博多の中心部、都会の喧騒の中にありながら、凛とした静けさを感じさせる古社——それが福岡市博多区に鎮座する 住吉神社(すみよしじんじゃ) です。
この神社は全国に約2,000社あるといわれる住吉神社の中でも、最古の歴史を持つ「筑前一之宮」 として知られています。大阪や下関の住吉大社と並び称される格式高い神社で、海の神々を祀る信仰の中心地です。
■ 住吉神社の由緒と歴史
住吉神社の創建は、なんと 神功皇后(じんぐうこうごう)の時代 にまで遡ると伝えられています。
新羅征討の帰途、航海の安全を守護してくださった「住吉三神」へ感謝の意を込め、神功皇后がこの地に社を建てたのが始まりといわれます。
祀られているのは以下の三柱の神々です。
- 底筒男命(そこつつのおのみこと)
- 中筒男命(なかつつのおのみこと)
- 表筒男命(うわつつのおのみこと)
この三神を総称して 「住吉三神」 と呼び、いずれも海上守護・航海安全の神として古代より信仰されてきました。
また、神功皇后が自らの戦勝祈願を託した地としても知られ、「武運長久」「勝負運」そして「厄除開運」にご利益があるとされています。
さらに、古事記や日本書紀の記述からも、福岡の住吉神社は 大阪の住吉大社よりも古い とされており、「全国住吉神社の元宮」ともいわれています。
■ 博多の中心で感じる神域の静寂
境内に一歩足を踏み入れると、そこは別世界。
立派な 桧皮葺(ひわだぶき)の本殿 は国の重要文化財にも指定されており、室町時代の建築様式を今に伝えています。
本殿の背後には神功皇后を祀る「神功皇后社」、また芸能の神として知られる「恵比須社」など多くの摂末社が並び、ひとつひとつ丁寧にお参りしたくなる趣があります。
特に、拝殿前に鎮座する力強い姿の「力石」は必見です。
かつて力自慢の若者たちがこの石を持ち上げて腕力を競ったと伝わり、現在でも「勝負運を授かる石」として人気があります。
■ ご利益と信仰
住吉三神は、もともと海の神として信仰されてきましたが、博多という貿易都市の発展とともに、「航海安全・交通安全・商売繁盛」の守護神として厚く崇敬されてきました。
また、神功皇后が戦勝祈願を行ったことから「勝負運上昇・厄除開運」のご利益もあるとされています。
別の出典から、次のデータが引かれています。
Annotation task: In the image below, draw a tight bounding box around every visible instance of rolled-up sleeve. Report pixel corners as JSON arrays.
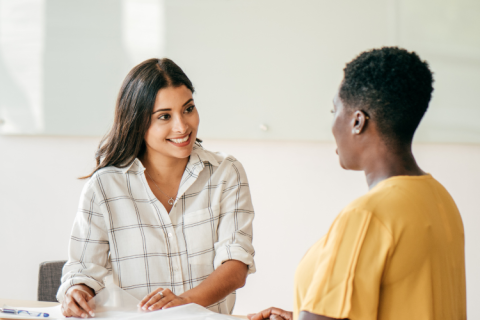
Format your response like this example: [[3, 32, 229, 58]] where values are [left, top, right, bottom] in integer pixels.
[[214, 159, 255, 274], [57, 181, 111, 302]]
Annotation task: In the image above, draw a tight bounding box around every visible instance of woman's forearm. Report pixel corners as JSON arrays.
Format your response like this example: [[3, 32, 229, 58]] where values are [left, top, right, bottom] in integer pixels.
[[180, 260, 248, 307]]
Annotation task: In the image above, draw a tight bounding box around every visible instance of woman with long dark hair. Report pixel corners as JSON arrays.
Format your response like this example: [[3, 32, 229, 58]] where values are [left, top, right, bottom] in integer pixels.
[[57, 59, 255, 317]]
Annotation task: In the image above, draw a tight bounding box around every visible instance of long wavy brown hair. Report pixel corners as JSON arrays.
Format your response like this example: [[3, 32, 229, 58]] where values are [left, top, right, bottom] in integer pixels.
[[80, 58, 197, 179]]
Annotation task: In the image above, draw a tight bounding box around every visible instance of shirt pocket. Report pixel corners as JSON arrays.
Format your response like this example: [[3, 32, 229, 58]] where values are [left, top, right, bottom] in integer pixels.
[[183, 205, 220, 266]]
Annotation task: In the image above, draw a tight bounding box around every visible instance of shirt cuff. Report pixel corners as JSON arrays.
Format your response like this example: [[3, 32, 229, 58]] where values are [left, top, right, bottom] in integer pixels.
[[57, 277, 105, 303], [213, 245, 256, 274]]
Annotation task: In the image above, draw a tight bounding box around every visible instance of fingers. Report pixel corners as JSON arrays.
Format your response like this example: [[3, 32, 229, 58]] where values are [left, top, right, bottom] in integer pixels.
[[62, 289, 95, 318], [248, 308, 272, 320], [148, 289, 174, 311], [72, 291, 95, 317], [247, 307, 292, 320], [138, 288, 163, 310]]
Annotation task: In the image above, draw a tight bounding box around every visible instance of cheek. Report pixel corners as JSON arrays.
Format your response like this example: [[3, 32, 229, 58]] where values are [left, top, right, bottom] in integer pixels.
[[145, 123, 168, 145]]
境内には、静かに佇む「能楽殿」もあり、博多の伝統文化である能楽の発展にも深く関わっています。毎年10月には「住吉神社能楽殿奉納能」が行われ、優雅な舞が奉納されます。
■ 博多の「相撲発祥の地」
もうひとつ見逃せないのが、住吉神社が「相撲発祥の地」としても知られていることです。
境内には「相撲場」が設けられており、毎年「奉納相撲大会」が開催されます。これは、神功皇后が戦の前に力士たちに稽古をさせ、士気を高めたという伝承に由来するものです。
そのため、力士やスポーツ選手も勝負運を祈願して訪れることが多いのです。
■ 年中行事
- 1月:歳旦祭(さいたんさい)
新年の始まりを告げる厳かな祭典。多くの参拝客でにぎわいます。 - 5月:博多どんたく港まつり
博多を代表する祭りで、住吉神社もそのルートの中心として多くの人で賑わいます。 - 10月:相撲奉納大会・住吉祭
力士たちが奉納相撲を披露し、古式ゆかしい神事が執り行われます。
■ アクセス情報
- 所在地:福岡県福岡市博多区住吉3丁目1-51
- 交通アクセス:
・JR博多駅から徒歩約10分
・西鉄バス「住吉」停留所下車すぐ - 駐車場:あり(無料・台数制限あり)
■ おわりに
博多の住吉神社は、都市の中にありながら、古代から続く海の神の信仰を今に伝える貴重な神社です。
その歴史は古く、建築美も見事。勝負運や厄除け、航海安全などのご利益を求めて、多くの参拝者が足を運びます。
博多駅からも歩いて行ける距離にあるので、観光の合間にも立ち寄りやすいスポットです。
ぜひ一度、静かな杜に包まれたこの古社で、悠久の時の流れを感じてみてください。